Now through May 30, the exhibit, “Gulag – History of a Camp,” is being held in the Student Center on the NWTC Green Bay campus. Located in the open lounge area adjacent to the cafeteria, the display is open to students, staff and the general public - admission is free. Viewing hours are Monday through Thursday, 8 a.m.-7 p.m.; Friday, 8 a.m.-5 p.m.
The exhibit features photos, documents, and artifacts - such as an original prison shirt –that detail the history of the Gulag camp built under Joseph Stalin in 1946 near the city of Perm, Russia. A ten-minute documentary film is also included in the display.

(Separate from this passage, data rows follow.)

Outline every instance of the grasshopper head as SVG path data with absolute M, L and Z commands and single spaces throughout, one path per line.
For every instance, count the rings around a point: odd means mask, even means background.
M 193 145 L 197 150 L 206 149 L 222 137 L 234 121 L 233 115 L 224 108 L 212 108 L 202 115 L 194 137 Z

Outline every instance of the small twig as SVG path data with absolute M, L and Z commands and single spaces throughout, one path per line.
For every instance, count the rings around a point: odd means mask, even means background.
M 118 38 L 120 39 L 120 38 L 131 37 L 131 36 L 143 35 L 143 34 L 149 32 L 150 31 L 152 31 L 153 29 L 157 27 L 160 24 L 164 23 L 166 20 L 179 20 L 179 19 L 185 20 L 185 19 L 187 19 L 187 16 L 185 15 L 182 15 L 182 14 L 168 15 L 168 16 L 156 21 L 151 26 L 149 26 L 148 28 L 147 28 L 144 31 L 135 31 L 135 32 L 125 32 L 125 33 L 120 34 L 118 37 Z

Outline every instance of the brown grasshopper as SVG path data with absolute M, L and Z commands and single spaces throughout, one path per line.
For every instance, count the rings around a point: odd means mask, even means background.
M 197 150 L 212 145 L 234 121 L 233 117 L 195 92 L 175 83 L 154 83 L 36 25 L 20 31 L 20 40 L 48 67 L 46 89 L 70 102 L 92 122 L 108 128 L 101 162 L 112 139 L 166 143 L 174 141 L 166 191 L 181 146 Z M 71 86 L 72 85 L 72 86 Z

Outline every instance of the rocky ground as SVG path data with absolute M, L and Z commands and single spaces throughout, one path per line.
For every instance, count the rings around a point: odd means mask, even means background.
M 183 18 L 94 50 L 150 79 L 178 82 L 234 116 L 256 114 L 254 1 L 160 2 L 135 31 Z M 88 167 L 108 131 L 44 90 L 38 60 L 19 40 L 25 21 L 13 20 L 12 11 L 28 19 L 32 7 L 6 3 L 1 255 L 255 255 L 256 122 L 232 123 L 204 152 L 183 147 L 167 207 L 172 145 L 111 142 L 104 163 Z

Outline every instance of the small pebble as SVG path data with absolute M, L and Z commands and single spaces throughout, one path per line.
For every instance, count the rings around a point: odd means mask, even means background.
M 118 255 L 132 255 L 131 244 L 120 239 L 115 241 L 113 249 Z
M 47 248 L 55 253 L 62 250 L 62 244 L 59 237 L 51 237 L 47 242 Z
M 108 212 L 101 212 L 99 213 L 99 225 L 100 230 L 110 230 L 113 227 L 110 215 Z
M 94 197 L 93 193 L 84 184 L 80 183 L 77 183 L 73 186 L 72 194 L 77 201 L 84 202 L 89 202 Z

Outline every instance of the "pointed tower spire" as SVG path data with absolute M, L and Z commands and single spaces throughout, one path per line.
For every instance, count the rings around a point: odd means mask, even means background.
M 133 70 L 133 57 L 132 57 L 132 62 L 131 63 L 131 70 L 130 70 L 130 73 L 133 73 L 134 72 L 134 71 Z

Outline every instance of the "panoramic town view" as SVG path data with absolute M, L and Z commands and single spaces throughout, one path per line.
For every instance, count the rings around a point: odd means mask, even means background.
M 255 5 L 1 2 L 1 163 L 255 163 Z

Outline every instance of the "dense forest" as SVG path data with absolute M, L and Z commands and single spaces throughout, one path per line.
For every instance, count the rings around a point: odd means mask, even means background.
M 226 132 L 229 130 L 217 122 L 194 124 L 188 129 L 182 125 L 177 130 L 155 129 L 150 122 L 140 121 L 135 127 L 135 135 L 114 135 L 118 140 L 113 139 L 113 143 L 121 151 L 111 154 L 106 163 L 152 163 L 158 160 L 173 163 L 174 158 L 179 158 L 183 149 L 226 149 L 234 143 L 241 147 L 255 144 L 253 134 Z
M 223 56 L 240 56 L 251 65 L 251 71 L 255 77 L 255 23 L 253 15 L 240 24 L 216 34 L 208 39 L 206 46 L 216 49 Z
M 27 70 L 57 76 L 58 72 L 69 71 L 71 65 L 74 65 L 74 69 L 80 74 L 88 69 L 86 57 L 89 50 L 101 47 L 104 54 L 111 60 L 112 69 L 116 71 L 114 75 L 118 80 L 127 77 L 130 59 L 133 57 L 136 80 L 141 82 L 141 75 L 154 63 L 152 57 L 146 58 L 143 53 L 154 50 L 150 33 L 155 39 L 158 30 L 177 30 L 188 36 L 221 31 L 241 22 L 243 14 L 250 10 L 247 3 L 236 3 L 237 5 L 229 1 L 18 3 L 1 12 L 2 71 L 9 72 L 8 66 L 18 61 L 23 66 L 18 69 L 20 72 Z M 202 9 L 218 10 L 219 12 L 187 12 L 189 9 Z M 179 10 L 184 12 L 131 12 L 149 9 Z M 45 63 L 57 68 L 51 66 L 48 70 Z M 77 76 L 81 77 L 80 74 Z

“This is a powerful example of the forced labor camps of the former Soviet Union and the totalitarianism and political repression these caused,” said Megan Popkey, NWTC Student Life coordinator.
Known as Perm-36, the camp served initially as a regular timber production labor camp. Later the camp became a particularly isolated and severe facility for high government officials. In 1972, Perm-36 became the primary facility in the country for persons charged with political crimes. Many of the Soviet Union’s prominent dissidents, including Vladimir Bukovsky, Sergei Kovalev and Anatoly Marchenko, served their sentences there. Perm-36 was the last of over 12,000 camps in the country’s forced labor camp system to be closed down in 1987 under President of Mikhail Gorbachev’s policies of Glasnost.
The exhibition is sponsored by NWTC Student Life in conjunction with the Midwest Institute for International-Intercultural Education and the Gulag Museum at Perm-36.